# Navarre pier



## Caleb 850 (Mar 23, 2016)

Got out to Navarre pier today around 12:30. The wind was KILLER, forecast said 15 mph but there were just around 25. Water was dirty at the sand bar but farther out it was a little better. I could barely even keep my gotcha or my nearly 2 ounce pompano jig in the water. Ya I know thats a little big for a pompano jig but i had to get it to stay in the water. Only thing i saw caught was 2 catfish some broke of a cobia or a shark don't know what it was exactly, Maybe a stingray. Report in the place where you pay said sheepshead,baitfish,kings,spanish,and sharks but I saw no such thing. Might try to get out tomorrow but maybe not. For now tight lines everybody. Oh, and if any body has any tips on the bubble rig please let me know.


----------



## comparin (Mar 15, 2008)

Yea, that's interesting. I went out yesterday and guy taking money told me they "slaughtered " the Spanish the day you were there. I keep hearing these stories about killing the Spanish , but been out there 4 times this year and have seen 5 Spanish , 3 sheepshead and one catfish, TOTAL.


----------



## welldoya (Oct 5, 2007)

My uncle used to own a boat rental/bait shop. I never heard him give a bad fishing report to people that called in.


----------



## bdyboarder86 (Apr 25, 2013)

Of course they don't want to tell you no one is catching anything then you wouldn't come.


----------



## Capt. Curt (May 29, 2014)

Maybe he said "slaughtered 'a' spanish".  I'm actually starting to question a lot of fishing reports around here.


----------



## welldoya (Oct 5, 2007)

Capt. Curt said:


> Maybe he said "slaughtered 'a' spanish".  I'm actually starting to question a lot of fishing reports around here.

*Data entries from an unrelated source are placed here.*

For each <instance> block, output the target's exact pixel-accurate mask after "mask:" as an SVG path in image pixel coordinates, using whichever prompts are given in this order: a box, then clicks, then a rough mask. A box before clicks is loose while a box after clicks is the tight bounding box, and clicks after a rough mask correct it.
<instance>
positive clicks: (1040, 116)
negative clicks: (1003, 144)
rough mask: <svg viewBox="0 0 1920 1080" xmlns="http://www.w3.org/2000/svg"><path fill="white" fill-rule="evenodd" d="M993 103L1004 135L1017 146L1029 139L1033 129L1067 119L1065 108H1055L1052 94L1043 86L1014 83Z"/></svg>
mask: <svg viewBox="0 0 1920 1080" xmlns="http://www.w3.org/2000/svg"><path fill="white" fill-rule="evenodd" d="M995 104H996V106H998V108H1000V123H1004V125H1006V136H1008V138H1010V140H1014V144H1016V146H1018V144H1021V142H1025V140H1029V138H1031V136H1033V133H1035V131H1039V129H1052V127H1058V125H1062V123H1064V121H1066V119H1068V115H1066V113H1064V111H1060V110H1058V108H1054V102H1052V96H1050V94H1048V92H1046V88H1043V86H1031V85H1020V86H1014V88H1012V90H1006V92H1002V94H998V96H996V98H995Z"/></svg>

Me too. I'm thinking one of the members has a couple of whole frozen redfish and pompano in his freezer and rents them out to members that want to post glowing fishing reports complete with pictures.
I've noticed that a lot of these reds and pomps sure do look alike.


----------



## BeachinSharks (Jan 15, 2016)

I was out there towards the end of march for 2-3 days and we pulled close to 85 spanish total, so you just gotta be out at the right time, rain slowed things down, but he wasnt lying. When we went out there was atleast 2-3 ppl hooked up when the spanish were in at all times


----------



## Get Reel Get fish Gavin (Jan 3, 2015)

The Spanish are there sunrise and sunset these fish are in schools you never know when they come through they base that off what ppl are catching I saw pomps cobia and sheeps head redfish caught so you never know what day


----------